To compete in the market, large-scale production and cost-effectiveness became essential.
Although the core research and development work had been largely completed, new problems emerged during mass production.
Unlike laboratory experiments, industrial production requires continuous manufacturing of 100,000-meter-long 35K carbon fiber tows, which must then be wound into cylindrical rolls for transportation and sale. The longer the tow became, the greater the risk of problems such as insufficient strength or broken filaments.
To tackle these issues, Shan Xin, deputy director of the spinning workshop, led his team in upgrading production-line equipment.

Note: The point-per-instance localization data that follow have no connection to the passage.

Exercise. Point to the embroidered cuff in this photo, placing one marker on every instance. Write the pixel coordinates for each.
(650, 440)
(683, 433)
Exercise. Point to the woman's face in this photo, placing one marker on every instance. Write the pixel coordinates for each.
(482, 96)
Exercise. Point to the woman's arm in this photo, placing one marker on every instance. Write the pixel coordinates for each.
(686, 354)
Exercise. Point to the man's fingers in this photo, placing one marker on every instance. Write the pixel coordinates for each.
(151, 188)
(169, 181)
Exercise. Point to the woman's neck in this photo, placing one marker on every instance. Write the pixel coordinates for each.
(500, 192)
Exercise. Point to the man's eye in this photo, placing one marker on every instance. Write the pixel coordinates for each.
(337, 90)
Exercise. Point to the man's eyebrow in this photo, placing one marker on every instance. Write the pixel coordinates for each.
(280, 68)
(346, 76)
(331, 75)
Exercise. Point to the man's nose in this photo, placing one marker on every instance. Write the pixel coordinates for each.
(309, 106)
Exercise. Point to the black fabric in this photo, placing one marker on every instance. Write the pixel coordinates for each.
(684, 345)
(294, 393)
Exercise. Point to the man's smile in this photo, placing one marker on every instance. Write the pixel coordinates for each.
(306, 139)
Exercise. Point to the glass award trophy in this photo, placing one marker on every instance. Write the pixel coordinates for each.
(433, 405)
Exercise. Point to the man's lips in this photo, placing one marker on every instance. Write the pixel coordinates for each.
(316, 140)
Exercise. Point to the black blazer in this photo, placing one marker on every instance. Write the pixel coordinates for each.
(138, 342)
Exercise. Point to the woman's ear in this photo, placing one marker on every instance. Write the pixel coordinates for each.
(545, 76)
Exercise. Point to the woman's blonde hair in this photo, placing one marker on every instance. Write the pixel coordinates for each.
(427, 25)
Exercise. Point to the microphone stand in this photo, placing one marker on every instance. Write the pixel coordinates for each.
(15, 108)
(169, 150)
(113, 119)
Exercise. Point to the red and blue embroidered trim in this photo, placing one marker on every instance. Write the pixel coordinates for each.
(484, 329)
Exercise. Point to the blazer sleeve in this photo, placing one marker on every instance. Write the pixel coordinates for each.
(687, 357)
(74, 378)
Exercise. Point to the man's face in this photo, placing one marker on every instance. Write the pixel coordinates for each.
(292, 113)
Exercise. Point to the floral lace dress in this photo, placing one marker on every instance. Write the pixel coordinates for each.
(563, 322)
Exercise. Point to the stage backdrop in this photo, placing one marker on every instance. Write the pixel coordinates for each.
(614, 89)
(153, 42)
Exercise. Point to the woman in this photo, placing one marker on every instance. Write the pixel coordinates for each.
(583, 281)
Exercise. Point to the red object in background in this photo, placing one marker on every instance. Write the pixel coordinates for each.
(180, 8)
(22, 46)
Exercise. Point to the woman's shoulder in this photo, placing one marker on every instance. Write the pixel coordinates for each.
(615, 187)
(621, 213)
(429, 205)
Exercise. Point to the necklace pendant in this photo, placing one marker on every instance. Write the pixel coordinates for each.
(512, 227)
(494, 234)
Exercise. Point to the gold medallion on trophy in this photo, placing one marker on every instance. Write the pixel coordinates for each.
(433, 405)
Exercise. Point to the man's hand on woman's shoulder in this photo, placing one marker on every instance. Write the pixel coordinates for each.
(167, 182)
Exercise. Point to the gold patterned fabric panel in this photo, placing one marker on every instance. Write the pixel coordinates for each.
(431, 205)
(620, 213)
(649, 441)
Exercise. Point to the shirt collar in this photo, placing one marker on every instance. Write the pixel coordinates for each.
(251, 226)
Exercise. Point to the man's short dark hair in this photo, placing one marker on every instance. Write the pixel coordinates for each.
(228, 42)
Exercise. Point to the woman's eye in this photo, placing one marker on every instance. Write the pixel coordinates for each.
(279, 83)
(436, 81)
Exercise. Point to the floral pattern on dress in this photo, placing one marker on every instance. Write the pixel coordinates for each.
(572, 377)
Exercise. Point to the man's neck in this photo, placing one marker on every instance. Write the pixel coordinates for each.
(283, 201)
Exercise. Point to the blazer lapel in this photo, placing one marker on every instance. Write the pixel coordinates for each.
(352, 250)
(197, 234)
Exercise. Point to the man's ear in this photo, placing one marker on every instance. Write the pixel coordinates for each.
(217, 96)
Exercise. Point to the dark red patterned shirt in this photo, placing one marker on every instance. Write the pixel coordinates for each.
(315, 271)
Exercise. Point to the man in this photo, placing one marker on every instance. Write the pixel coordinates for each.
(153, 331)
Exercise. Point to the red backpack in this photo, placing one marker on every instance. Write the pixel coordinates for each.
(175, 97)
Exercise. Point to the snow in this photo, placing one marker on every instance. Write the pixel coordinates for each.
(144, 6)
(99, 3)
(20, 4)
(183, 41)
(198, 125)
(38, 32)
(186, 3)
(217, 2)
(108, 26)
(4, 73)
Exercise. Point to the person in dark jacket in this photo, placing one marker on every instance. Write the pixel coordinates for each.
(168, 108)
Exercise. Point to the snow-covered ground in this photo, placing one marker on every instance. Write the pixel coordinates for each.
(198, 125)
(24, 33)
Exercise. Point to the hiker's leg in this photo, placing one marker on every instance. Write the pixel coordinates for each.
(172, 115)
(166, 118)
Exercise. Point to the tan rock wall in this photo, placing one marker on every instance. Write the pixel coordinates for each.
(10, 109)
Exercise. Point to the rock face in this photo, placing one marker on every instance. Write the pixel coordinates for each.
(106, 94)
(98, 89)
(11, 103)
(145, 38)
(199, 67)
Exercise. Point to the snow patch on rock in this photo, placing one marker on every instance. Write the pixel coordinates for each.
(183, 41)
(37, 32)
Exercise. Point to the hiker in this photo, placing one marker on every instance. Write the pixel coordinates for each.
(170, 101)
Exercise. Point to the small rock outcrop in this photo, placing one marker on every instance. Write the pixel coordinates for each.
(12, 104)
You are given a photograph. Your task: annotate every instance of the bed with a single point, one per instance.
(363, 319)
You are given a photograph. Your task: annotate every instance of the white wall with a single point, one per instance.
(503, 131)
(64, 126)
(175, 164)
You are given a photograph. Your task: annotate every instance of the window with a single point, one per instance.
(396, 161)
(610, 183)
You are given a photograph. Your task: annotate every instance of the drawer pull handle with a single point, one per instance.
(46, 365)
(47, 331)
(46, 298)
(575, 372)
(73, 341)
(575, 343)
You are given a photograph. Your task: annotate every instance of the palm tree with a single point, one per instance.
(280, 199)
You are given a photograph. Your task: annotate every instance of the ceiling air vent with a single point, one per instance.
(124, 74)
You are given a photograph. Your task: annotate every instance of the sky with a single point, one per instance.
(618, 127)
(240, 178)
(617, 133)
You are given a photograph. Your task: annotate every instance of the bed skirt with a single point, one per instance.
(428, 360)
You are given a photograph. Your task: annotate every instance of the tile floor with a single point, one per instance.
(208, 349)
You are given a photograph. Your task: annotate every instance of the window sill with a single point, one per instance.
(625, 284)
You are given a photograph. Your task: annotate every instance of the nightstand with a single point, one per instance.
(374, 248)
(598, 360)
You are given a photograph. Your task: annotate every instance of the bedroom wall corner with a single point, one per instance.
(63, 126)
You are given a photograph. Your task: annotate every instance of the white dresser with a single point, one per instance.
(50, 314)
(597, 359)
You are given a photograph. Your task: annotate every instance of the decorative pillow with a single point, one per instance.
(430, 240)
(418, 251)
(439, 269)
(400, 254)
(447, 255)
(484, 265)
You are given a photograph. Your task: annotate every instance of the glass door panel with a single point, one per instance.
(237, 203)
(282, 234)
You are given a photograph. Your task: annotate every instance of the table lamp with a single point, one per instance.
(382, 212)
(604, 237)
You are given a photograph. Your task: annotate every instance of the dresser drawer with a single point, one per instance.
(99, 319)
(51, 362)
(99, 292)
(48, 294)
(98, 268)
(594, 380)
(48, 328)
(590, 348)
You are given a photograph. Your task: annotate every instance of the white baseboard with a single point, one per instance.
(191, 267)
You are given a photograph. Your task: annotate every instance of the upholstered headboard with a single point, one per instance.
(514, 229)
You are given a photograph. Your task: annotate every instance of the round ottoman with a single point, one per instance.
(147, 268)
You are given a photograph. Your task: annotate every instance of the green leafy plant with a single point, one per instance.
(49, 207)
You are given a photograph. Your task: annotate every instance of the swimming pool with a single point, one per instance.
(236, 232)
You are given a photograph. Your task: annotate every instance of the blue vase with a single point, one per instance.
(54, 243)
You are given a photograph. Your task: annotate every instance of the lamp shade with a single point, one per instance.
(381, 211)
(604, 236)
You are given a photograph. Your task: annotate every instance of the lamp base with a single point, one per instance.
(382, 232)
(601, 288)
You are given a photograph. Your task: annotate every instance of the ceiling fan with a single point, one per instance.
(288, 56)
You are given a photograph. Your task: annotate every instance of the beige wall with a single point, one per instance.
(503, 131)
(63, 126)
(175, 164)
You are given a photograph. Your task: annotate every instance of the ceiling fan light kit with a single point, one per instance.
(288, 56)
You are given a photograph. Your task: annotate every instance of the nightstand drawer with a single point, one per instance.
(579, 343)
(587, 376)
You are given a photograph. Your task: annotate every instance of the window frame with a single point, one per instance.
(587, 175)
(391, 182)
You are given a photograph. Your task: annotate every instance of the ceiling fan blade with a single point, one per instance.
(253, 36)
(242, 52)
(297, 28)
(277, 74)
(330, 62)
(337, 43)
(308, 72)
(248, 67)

The team redesigned transmission roller connections from single- to double-sided support, while continuously testing new materials to improve equipment durability and transmission stability. These changes reduced friction-related filament breakage.
At the same time, the team implemented systematic clean-production upgrades. Starting from the polymerization stage at the source of production, the team introduced layer-by-layer cleaning and filtration processes throughout the entire system and production flow to minimize impurities and improve the stability of the 35K carbon fiber.
"When early testing showed the performance didn't meet standards, I was anxious," Yu recalled, having witnessed the development of 35K carbon fiber from scratch. "But nobody gave up. Everyone kept searching for solutions."
Today, pass rates for key indicators such as strength, modulus, and fineness continue to rise steadily. "We are confident enough to stand up to microscopic-level checks," Yu said.
As evening fell, batches of newly packaged 35K carbon fiber precursor left Carbon Valley and were shipped to downstream carbonization and composite-material manufacturers.
After further processing, these lightweight yet highly durable materials became carbon plates used in the main beams of wind turbine blades.
Carbon Valley has now signed long-term supply agreements with multiple major domestic wind turbine manufacturers in partnership with downstream enterprises. Chinese-made 35K carbon fiber is now being applied on a large scale at wind farms across the country.